Hux looks to Phasma like a bratty sub-adult tattling to his teacher. She wonders if he realises his bottom lip is sticking out.

Siding with Ren over Hux is rarely a strong political move. Ren’s tempers blow over; Hux keeps score. Personally, Phasma doesn’t care if their tug-of-war tears the prisoner right down the middle so long as she still gets credit for his capture. Her time is wasted on adjudicating lovers’ tiffs, and she’s fairly sure that’s what this is. When they’re not busy trying to sabotage each other’s agendas out of petty spite, Hux and Ren spend an unreasonable amount of time together. She’s seen bite marks on Ren’s throat and a lilting stiffness to Hux’s gait when he exits the wrong side of the command habitation level. She’s seen fleeting touches. Heard muffled whispers. She doesn’t understand how their arrangement works and she’s not sure she especially wants to.

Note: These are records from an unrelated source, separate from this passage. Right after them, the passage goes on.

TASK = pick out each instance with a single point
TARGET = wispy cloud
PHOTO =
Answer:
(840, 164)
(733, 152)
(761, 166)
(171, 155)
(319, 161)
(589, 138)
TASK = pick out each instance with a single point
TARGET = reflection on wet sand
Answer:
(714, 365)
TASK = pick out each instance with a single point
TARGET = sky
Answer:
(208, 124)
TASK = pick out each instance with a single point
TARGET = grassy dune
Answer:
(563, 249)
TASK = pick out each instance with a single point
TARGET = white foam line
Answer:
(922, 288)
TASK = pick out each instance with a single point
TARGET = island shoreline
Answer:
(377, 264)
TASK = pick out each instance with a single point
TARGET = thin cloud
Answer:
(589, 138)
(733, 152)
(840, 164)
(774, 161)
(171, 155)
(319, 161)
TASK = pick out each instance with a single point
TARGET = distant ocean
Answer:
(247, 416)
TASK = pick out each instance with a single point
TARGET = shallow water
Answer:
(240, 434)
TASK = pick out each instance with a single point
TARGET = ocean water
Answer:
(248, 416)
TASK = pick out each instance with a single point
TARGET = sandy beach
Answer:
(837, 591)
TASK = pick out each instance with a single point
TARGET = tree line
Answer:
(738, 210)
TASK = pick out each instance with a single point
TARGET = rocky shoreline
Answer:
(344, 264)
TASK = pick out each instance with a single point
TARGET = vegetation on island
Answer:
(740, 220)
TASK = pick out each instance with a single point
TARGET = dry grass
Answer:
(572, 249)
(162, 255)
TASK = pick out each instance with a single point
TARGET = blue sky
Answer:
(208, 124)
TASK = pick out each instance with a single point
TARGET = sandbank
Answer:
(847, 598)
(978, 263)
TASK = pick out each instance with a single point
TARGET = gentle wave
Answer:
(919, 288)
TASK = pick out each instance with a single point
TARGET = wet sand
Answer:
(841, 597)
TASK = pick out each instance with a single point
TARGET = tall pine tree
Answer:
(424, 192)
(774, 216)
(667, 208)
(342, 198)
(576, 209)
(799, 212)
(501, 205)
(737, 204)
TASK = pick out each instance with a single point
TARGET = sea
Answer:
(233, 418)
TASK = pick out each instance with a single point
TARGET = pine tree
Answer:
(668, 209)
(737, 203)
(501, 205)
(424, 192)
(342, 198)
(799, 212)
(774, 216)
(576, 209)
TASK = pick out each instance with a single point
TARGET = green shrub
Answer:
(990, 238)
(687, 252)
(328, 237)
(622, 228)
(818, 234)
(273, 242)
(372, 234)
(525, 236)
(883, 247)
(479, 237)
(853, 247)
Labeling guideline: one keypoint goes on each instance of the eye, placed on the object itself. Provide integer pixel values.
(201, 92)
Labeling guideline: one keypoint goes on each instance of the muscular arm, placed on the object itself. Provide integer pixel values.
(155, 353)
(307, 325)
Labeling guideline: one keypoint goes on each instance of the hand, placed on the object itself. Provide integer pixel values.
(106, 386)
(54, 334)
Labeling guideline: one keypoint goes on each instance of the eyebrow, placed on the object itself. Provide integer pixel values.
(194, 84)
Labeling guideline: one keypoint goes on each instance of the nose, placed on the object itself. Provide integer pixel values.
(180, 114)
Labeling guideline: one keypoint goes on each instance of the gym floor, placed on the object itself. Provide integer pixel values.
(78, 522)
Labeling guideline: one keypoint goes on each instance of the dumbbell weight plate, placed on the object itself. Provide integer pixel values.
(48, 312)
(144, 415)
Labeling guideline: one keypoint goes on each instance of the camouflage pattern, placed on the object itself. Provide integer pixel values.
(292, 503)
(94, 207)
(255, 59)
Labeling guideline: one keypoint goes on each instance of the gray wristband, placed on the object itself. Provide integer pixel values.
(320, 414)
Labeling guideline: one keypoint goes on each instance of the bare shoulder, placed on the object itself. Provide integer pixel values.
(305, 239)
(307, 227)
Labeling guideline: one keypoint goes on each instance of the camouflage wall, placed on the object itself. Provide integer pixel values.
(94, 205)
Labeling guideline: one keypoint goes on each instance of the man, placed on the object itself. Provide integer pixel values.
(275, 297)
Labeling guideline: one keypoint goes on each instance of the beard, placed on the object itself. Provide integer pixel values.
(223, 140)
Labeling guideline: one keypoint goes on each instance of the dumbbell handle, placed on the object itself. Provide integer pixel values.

But she does want the Resistance scum kicked out of her detention centre. Which, unfortunately, means letting herself get drawn into their game.

‘Protocol obliges me to recommend,’ she says, ‘that the prisoner be transferred back to the hostile quarantine complex as soon as possible. He shouldn’t be housed with internal inmates and he shouldn’t be interrogated using the same droid units that handle classified internal systems data.’

‘But he should, and will, be interrogated by me,’ says Ren. Just in case anyone has missed the last few iterations of his message.

It’s the prisoner’s lucky day. Ren will be brutal but efficient; Hux would have dragged it out for hours. Of course, the prisoner is highly unlikely to thank her for her intervention. Ren strides off with purpose in his step, and Phasma is left to rub sealant into the fracture she’s just made in her working relationship with Hux.

‘Once he’s had his fun,’ she says, ‘you should probably reinterrogate the prisoner yourself to make sure no critical intel gets missed.’ If they’re going to act like sub-adults then she might as well treat them like sub-adults. You can take turns playing with the toy. Wait nicely.

Hux’s top lip curls, exposing teeth that Phasma’s quite sure match the bruises on Ren’s neck. ‘One day,’ he says, with a brazenness he never showed while they were planning Brendol’s downfall or discussing the various troublesome rivals they’ve bested together over the years, ‘Ren is going to need eliminating. I hope I can count on your support when the time comes, Phasma.’

The brazenness is how she knows he doesn’t mean it. Hux isn’t going to eliminate Ren. Whatever they might do to resolve their conflict in private tonight is none of her business, except in as far as she can use it for ammunition if she ever needs to move against one of them.

She files the thought away and says: ‘You can always count on my support.’

It’s not the truth, but for Hux’s purposes, it’s close enough.